Montag, 14. Oktober 2013

Rituale cisterciense (1892): 4. Buch, 1. Kapitel: Wie die Brüder sich zur Zeit der Lesung verhalten sollen

1. Kapitel: Wie die Brüder sich zur Zeit der Lesung verhalten sollen


[1.] Zeit der Lesung wird bei uns jedweder Zeitraum genannt, in dem unsere Brüder sich nicht den kanonischen Horen, der Arbeit, der Mahlzeit oder dem regulären Schlaf widmen; allen voran aber im Winter nach dem Kapitel und der Mahlzeit; im Sommer nach den Laudes oder nach der Arbeit und der Mahlzeit; zu jeder Zeit aber nach dem ersten Zeichen einer Hore, und an den einzelnen Sonntagen und an Festen mit zwei Messen den ganzen Tag. Und dann können sie in die Kirche zum [stillen] Gebet gehen, oder in ihren Zellen sitzen, oder im Kreuzgang und im Kapitelsaal, wie es eben der Obere verfügen möchte [–] einzeln lesen sie in Kukullen in [ihren] jeweiligen Büchern und sie verhalten sich, wie es die Frömmigkeit gebietet; [sie können es tun] in ihren Nachtschuhen, wenn sie es wünschen.

2. Der Lesende bereite die Seele durch eine kurze Erhebung des Geistes zu Gott und durch eine reine Gesinnung des Herzens: Dadurch macht er sich bereit, die Gnade zu erlangen und das, was zu tun ist, zu erkennen und das Erkannte auszuführen zum Heil und zum Fortkommen der Seele. Und daher hüte er sich auch vor allem, dass er nicht durch die Neugier geführt oder durch Überdruss an die Lesung geht; noch schnell oder eilig, oder gar aufs Geratewohl lese: Vielmehr lese er das Buch, dass ihm aus der Bibliothek vom Oberen zugewiesen wurde, der Reihe nach, langsam, ernst, aufmerksam und ausdauernd, als würden ihm die Buchstaben vom Himmel geschickt; die Liebe werde ihm im aufmerksamen Lesen oft verdichtet, und er unterbreche die Lesung durch das Gebet, das ihn unaufhörlich mit reinerem Geist zum Verständnis der Lesung zurückführt.

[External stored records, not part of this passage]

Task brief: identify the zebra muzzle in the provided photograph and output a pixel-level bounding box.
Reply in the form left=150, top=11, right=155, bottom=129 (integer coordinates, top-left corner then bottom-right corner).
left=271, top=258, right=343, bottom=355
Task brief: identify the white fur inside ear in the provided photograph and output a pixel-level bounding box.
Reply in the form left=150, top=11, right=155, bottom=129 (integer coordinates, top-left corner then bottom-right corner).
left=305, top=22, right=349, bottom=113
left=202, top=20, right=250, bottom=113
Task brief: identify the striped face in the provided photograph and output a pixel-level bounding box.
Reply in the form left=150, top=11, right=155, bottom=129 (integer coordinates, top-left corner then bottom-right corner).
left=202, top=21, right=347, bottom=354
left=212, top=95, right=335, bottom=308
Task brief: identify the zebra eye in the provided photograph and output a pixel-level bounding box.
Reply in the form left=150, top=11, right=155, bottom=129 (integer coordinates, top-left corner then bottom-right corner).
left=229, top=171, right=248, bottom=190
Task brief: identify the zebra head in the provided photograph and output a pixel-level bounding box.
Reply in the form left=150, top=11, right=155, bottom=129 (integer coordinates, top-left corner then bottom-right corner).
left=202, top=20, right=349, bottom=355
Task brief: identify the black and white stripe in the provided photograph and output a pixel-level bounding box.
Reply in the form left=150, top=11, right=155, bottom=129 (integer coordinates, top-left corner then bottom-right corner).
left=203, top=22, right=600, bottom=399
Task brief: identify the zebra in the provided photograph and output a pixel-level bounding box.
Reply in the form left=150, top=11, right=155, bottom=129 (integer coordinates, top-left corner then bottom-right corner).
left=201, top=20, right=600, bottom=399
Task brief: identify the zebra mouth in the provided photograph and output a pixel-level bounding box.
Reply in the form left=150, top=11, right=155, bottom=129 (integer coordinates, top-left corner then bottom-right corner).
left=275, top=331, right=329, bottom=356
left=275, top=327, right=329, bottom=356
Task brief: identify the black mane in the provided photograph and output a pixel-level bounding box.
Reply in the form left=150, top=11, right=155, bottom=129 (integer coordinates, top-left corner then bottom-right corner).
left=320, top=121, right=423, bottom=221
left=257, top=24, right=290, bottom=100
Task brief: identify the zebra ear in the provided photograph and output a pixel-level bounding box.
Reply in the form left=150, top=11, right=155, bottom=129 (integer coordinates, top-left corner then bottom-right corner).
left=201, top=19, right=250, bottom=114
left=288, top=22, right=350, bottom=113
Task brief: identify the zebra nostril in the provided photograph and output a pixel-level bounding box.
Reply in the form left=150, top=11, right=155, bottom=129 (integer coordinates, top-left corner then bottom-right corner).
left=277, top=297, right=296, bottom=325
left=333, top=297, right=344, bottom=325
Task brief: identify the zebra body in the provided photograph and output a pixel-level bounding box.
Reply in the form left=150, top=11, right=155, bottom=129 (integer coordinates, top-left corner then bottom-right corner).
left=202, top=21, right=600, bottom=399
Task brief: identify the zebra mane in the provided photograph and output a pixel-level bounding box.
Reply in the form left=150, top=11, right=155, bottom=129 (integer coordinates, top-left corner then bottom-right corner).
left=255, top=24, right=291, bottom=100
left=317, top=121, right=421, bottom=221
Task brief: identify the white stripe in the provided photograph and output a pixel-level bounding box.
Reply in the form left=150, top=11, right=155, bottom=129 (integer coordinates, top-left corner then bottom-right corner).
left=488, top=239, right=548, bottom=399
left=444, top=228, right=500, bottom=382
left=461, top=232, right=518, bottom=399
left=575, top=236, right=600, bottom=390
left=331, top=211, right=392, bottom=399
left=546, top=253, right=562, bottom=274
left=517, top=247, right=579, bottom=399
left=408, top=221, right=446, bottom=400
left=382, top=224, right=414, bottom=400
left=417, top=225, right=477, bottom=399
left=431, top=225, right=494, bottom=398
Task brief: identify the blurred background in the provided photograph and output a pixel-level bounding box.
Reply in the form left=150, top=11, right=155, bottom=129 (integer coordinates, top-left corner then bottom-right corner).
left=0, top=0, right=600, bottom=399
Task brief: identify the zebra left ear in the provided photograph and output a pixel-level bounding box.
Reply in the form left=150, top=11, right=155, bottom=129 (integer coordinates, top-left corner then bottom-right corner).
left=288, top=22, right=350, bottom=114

3. „Dann, wie der Heilige sagt, wenn du mit Nutzen trinken willst, lies einfach, demütig und mit Treue, in demselben Geist, in dem die Schrift entstanden ist, fromme und einfache Bücher. Niemals nämlich wirst du den Sinn des Paulus oder Davids verstehen, bis du durch den Gebrauch der guten Intention in seine Lesung und durch den Eifer der unermüdlichen Betrachtung seinen Geist aufgenommen und dir die Zuneigung verinnerlicht hast.“

4. Wenn einer irgendwohin weggehen muss, [und] wenn er das Buch an seinem Platz im Kreuzgang zurücklassen möchte, gebe er dem neben ihm Sitzenden ein Zeichen, damit er darauf aufpasst. Doch niemand gebe durch die Kapuze ein Zeichen, noch rufe einer einen anderen von weitem, weder durch die Stimme noch durch ein Geräusch. Auch stören sie sich nicht gegenseitig, indem sie Fragen stellen. Doch wenn jemand von einem anderen das Buch, in dem er liest, für einen kurzen Zeitraum an sich nehmen möchte, so überlasse es der andere ihm in Frieden.

5. Die in den Antiphonarien, Hymnarien oder Gradualien den Gesang weiter erlernen oder ihre Lesungen vorbereiten, tun dies außerhalb der Kirche, und der Kantor oder ein dafür geeigneter und dazu bestimmter Bruder hört ihnen zu, damit er sie über die Grundlagen der Lesungen bei den Vigiien, bei Tisch und zur Kollatslesung, über die zu beachtenden und aufzugreifenden Akzente, über den Vortrag, über den sie nichts wissen, sehr kurz und mit den rechten Worten [silenter] und nur, wenn es nötig sein sollte, belehrt.